Consistency, Availability, and Convergence

Consistency, Availability, and Convergence – Mahajan, Alvisi, and Dahlin, 2014

We’ve seen in earlier papers that the classic definition of eventual consistency allows some unhelpful models such as all nodes becoming consistent due to returning a constant value. Mahajan et al. close these loopholes with a definition of convergence that matches our commonsense expectations.

Then the question becomes: if you want consistency, availability, and convergence, what’s the best we can do?

We examine the limits of consistency in fault-tolerance distributed systems. In particular, we identify fundamental trade-offs between the properties of consistency, availability, and convergence.
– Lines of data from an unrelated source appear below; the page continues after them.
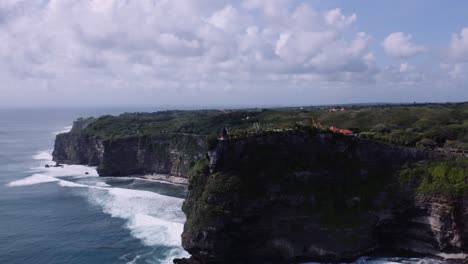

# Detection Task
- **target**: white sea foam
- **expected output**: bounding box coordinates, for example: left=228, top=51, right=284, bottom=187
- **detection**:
left=57, top=180, right=90, bottom=188
left=37, top=164, right=98, bottom=177
left=127, top=214, right=184, bottom=247
left=84, top=186, right=190, bottom=262
left=53, top=125, right=73, bottom=135
left=160, top=248, right=190, bottom=264
left=94, top=182, right=111, bottom=187
left=7, top=173, right=59, bottom=186
left=10, top=149, right=190, bottom=262
left=33, top=151, right=53, bottom=161
left=87, top=187, right=186, bottom=247
left=29, top=150, right=98, bottom=177
left=8, top=149, right=95, bottom=187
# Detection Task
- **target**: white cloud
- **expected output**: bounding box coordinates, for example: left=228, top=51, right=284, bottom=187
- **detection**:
left=441, top=63, right=468, bottom=80
left=447, top=28, right=468, bottom=62
left=325, top=8, right=356, bottom=29
left=0, top=1, right=373, bottom=95
left=382, top=32, right=428, bottom=59
left=399, top=63, right=414, bottom=73
left=376, top=63, right=427, bottom=90
left=207, top=5, right=239, bottom=29
left=440, top=27, right=468, bottom=80
left=0, top=0, right=465, bottom=106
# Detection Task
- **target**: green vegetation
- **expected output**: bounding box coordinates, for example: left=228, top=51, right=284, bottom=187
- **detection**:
left=180, top=104, right=468, bottom=233
left=399, top=158, right=468, bottom=196
left=320, top=103, right=468, bottom=148
left=188, top=159, right=210, bottom=181
left=183, top=159, right=237, bottom=237
left=74, top=102, right=468, bottom=150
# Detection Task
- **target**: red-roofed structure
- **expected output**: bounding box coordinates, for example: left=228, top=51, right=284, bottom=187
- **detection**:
left=339, top=128, right=353, bottom=135
left=328, top=126, right=353, bottom=135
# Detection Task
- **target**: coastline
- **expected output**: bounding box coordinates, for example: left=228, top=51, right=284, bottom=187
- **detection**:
left=133, top=174, right=188, bottom=185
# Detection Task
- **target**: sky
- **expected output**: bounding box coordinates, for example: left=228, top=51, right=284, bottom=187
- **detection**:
left=1, top=0, right=468, bottom=107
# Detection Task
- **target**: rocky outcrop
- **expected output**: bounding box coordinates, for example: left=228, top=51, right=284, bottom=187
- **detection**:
left=71, top=117, right=95, bottom=131
left=53, top=133, right=104, bottom=166
left=385, top=194, right=468, bottom=256
left=179, top=131, right=467, bottom=264
left=53, top=124, right=207, bottom=177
Causal consistency follows the constraints of a ‘happens-before’ graph; real-time causal consistency adds the additional constraint that time cannot travel backwards. This paper shows that you can achieve real-time causal consistency, and furthermore that you cannot do better than this.

No consistency stronger than real-time causal consistency (RTC) can be provided in an always available, one-way convergent system, and RTC can be provided in an always available one-way convergent system.
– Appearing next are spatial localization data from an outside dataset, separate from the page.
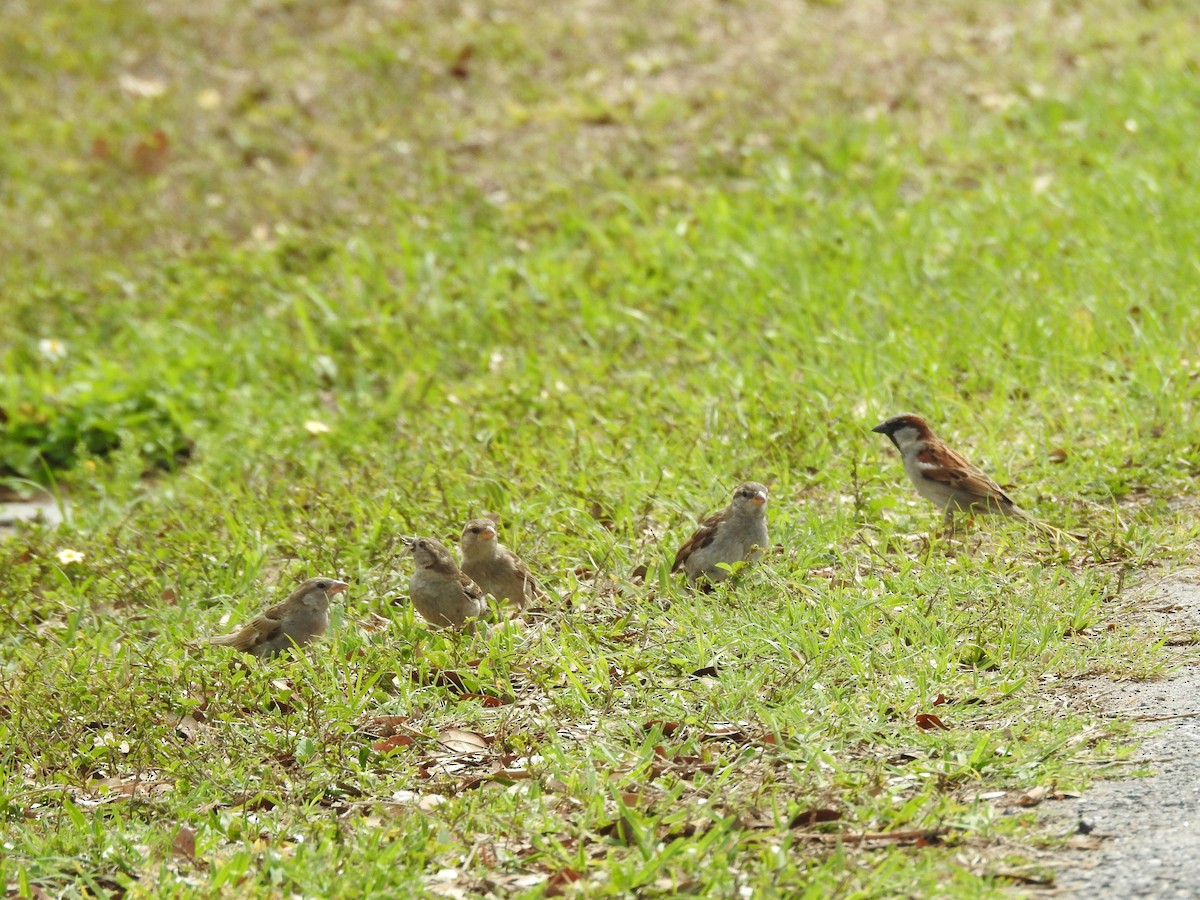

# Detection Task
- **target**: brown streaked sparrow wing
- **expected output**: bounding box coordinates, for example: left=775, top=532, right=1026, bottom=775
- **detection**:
left=209, top=614, right=285, bottom=654
left=407, top=536, right=488, bottom=629
left=460, top=518, right=545, bottom=610
left=671, top=511, right=724, bottom=573
left=874, top=412, right=1072, bottom=539
left=671, top=482, right=770, bottom=583
left=914, top=442, right=1019, bottom=511
left=507, top=550, right=545, bottom=601
left=459, top=570, right=485, bottom=602
left=209, top=576, right=348, bottom=658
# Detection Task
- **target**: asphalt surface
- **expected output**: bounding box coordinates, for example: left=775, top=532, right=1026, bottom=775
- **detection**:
left=1044, top=572, right=1200, bottom=897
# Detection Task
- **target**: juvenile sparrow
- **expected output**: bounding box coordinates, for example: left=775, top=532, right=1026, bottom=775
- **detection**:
left=209, top=576, right=348, bottom=658
left=405, top=536, right=487, bottom=628
left=460, top=518, right=545, bottom=611
left=672, top=481, right=770, bottom=584
left=872, top=413, right=1061, bottom=535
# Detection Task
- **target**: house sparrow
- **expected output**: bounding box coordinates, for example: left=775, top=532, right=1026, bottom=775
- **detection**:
left=872, top=413, right=1063, bottom=535
left=404, top=536, right=487, bottom=628
left=672, top=482, right=770, bottom=584
left=209, top=577, right=348, bottom=658
left=460, top=518, right=545, bottom=611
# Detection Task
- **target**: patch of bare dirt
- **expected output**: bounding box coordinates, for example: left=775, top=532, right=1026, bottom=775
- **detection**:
left=0, top=488, right=69, bottom=539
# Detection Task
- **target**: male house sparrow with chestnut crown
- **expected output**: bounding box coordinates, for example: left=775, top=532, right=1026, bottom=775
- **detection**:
left=460, top=518, right=545, bottom=611
left=872, top=413, right=1063, bottom=536
left=404, top=536, right=487, bottom=628
left=672, top=481, right=770, bottom=584
left=209, top=576, right=348, bottom=658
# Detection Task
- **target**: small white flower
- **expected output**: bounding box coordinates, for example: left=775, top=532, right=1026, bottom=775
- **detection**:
left=93, top=732, right=129, bottom=752
left=303, top=420, right=331, bottom=436
left=57, top=549, right=85, bottom=565
left=38, top=339, right=67, bottom=361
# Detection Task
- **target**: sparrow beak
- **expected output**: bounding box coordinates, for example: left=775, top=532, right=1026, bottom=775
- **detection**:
left=481, top=525, right=497, bottom=540
left=751, top=492, right=767, bottom=506
left=327, top=580, right=350, bottom=596
left=400, top=536, right=416, bottom=548
left=870, top=422, right=888, bottom=434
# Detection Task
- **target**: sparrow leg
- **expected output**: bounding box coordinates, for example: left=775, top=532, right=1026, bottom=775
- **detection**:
left=942, top=507, right=956, bottom=541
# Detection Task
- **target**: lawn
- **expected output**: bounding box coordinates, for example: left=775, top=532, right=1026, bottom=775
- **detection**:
left=3, top=0, right=1200, bottom=895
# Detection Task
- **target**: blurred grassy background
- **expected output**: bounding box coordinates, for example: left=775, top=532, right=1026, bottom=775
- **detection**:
left=2, top=1, right=1200, bottom=895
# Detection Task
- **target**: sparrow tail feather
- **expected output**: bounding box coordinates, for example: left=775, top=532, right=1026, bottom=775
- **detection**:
left=1014, top=507, right=1080, bottom=543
There is also a nice discussion of Byzantine models (models that can tolerate malicious nodes that deliberately send false messages, drop messages, and so on). Most real-world systems aren’t designed to tolerate Byzantine failure modes (so most real-world systems are vulnerable at this level to adversaries).

Mahajan et al. show a model that they call Bounded Fork-Join Causal Consistency (BFJC) that can be shown to be achievable in the face of Byzantine failures, and that they believe is close to the strongest possible guarantees that can be given under such circumstances.

BFJC is achievable using an always available and one-way convergent implementation. It can be implemented by extending the implementation for RTC in four key ways…

What are they?

* history encoding and update signing
* checking received updates against local history
* rejecting updates from known faulty nodes (unless another party has already been duped into accepting them)
* broadcasting proofs that you have not accepted any faulty updates

See the paper for more details.

As an application developer or system designer, what does this all mean? Firstly, try to model your problem domain using techniques such as CRDTs that are safe under < strong consistency models. I believe it's possible to go a long way with this using approaches such as CQRS. Secondly, where this is not possible, you need to design your application at least in such a way as to tolerate the inconsistencies that are allowed by causal consistency. That is, a reconciliation approach for independent concurrent updates.